Das XX. Jahrhundert überbot den großen Physiker und schuf das denkbar mechanistischste Modell der Schöpfung: Explosion. Offensichtliche Ideenlosigkeit bezüglich der Ursachen und Quellen ihrer Gesetzmäßigkeiten bleibt erfolgreich verdrängt. Ich streue mir verbale Asche aufs Haupt: "Oh, Zeiten intellektueller Einfaltigkeit! Oh, Lehren, die WIE und WARUM ignorieren! Oh, Sitten, die solchen Untergang der Urteilskraft zelebrieren!"

Es geht bei dieser "Präzisionsproblematik" keineswegs um die vermeintliche Expansionsrate, sondern um die fundamentalen Naturkonstanten, wie Lichtgeschwindigkeit, Teilchenmassen, Schwerkraftstärke. Woher kommen sie und warum haben sie genau die Werte, die als einzige dieses 3-D Universum ermöglichen? Um klar zu machen: die Naturkonstanten haben sich nicht "eingependelt", das schließen auch Physiker aus. So was kann uns Darwin über schlecht messbare Phänomene erzählen. Naturkonstanten mussten absolut exakt definiert worden sein.

"Aus diesem glücklichen Umstand, - meint unbeeindruckt der Kosmologe John D. Barrow - können wir keine großartigen philosophischen oder theologischen Schlussfolgerungen ziehen. Wir können nicht sagen, dass das Universum im Hinblick auf lebende Beobachter "entworfen" wurde... Wir können lediglich zur Kenntnis nehmen, dass für ein Universum, das lebende Beobachter (oder auch nur Atome oder deren Kerne) enthalten soll, die Naturkonstanten oder zumindest der überwiegende Teil von ihnen Werte haben müssen, die sehr nah bei den beobachteten liegen."

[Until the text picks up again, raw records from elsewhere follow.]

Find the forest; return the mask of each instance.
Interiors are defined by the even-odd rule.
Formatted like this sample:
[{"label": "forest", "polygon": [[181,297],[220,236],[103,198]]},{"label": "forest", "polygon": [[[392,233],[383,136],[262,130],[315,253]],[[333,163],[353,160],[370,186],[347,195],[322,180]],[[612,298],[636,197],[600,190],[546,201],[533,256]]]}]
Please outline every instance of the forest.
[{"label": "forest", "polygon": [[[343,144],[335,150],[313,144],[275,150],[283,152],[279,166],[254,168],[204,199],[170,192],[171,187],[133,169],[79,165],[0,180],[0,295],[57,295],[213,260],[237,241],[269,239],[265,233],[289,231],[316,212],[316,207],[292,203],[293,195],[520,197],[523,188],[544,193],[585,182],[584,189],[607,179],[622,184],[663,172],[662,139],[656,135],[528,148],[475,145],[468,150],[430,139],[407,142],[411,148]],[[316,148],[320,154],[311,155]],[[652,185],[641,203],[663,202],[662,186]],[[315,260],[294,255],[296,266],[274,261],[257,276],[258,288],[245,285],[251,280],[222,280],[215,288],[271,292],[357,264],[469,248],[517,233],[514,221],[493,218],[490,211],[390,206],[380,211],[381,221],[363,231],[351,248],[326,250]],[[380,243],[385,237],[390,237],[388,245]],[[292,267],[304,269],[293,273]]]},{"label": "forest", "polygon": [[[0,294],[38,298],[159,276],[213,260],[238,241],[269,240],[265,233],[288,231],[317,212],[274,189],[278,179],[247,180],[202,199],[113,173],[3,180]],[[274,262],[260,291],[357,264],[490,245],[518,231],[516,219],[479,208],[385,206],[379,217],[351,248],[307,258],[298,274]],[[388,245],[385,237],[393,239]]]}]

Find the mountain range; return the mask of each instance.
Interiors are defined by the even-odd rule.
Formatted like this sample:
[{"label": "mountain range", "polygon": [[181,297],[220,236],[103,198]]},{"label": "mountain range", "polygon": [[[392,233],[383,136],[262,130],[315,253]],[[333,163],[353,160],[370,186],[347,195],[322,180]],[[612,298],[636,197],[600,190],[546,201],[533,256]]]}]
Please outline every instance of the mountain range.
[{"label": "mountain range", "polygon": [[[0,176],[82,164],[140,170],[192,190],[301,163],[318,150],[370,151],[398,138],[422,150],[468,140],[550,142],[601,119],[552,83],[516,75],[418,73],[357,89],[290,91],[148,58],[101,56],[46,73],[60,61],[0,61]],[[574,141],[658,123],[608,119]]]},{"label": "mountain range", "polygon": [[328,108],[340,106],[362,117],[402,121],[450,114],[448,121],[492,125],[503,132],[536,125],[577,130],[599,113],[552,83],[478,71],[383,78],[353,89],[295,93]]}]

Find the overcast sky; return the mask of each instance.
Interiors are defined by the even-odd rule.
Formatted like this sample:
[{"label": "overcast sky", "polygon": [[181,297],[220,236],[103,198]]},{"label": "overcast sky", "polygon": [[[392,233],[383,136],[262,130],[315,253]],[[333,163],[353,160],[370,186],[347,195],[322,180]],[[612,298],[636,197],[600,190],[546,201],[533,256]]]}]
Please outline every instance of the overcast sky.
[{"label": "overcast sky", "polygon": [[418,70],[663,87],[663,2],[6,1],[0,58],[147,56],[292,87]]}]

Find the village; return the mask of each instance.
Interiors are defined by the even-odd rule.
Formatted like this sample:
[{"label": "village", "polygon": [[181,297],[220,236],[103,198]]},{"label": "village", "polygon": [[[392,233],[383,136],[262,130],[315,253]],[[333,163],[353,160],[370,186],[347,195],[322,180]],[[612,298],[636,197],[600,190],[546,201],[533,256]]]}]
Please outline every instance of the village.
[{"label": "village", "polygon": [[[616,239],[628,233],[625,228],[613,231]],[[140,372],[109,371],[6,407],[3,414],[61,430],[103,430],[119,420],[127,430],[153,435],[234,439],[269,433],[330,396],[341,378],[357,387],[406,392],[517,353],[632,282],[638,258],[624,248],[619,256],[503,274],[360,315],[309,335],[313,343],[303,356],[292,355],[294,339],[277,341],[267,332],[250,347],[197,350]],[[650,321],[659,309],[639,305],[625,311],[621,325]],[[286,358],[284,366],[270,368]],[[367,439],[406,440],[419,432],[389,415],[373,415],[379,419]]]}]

"Lebende Beobachter" gefallen mir persönlich schon etwas besser als intelligente, obwohl ich bisher keinen einzigen toten Beobachter beobachtet habe. Aber irgendwie witzig, nicht wahr? Lebende Beobachter als ungeheuere Konglomerate toter Atome, als unbeabsichtigtes Zufallsprodukt der Explosion... Blinde Natur fliegt aus ungeklärten Gründen auseinander und - zack! - intelligente und sogar lebende Beobachter. Faszinierend...

Ideologische Aufgaben

Wir betrachten unsere Wissenschaft vor allem als eine Art intellektuell fairer und geregelter Auseinandersetzung mit der Realität. Das Phänomen Wissenschaft hat aber auch andere wichtige Aufgaben zu lösen.

So wie jede einzelne Person beim Erlangen der Reifezeit eine Emanzipation von eigenen kindlichen Vorstellungen über Eltern, die Welt und sich selbst durchlaufen soll, so emanzipiert sich auch die Menschheit seit einigen Jahrhunderten von eigenen frühen Visionen über Gott, Universum und Gattung Mensch.

Eine pubertäre Rebellion ist zwar meistens unbequem, sie ist aber zweifellos notwendig. Und sie muss auch radikal genug sein, um die Abnabelung tatsächlich zu vollziehen. Gerade die materialistische Wissenschaft liefert uns ideologische Grundlage für eine globale humane Verselbstständigung. Sie behauptet: Es gibt kein absolutes Bewusstsein und keine übermenschliche Intelligenzen, homo sapiens ist das mächtigste und vernünftigste Wesen der Welt.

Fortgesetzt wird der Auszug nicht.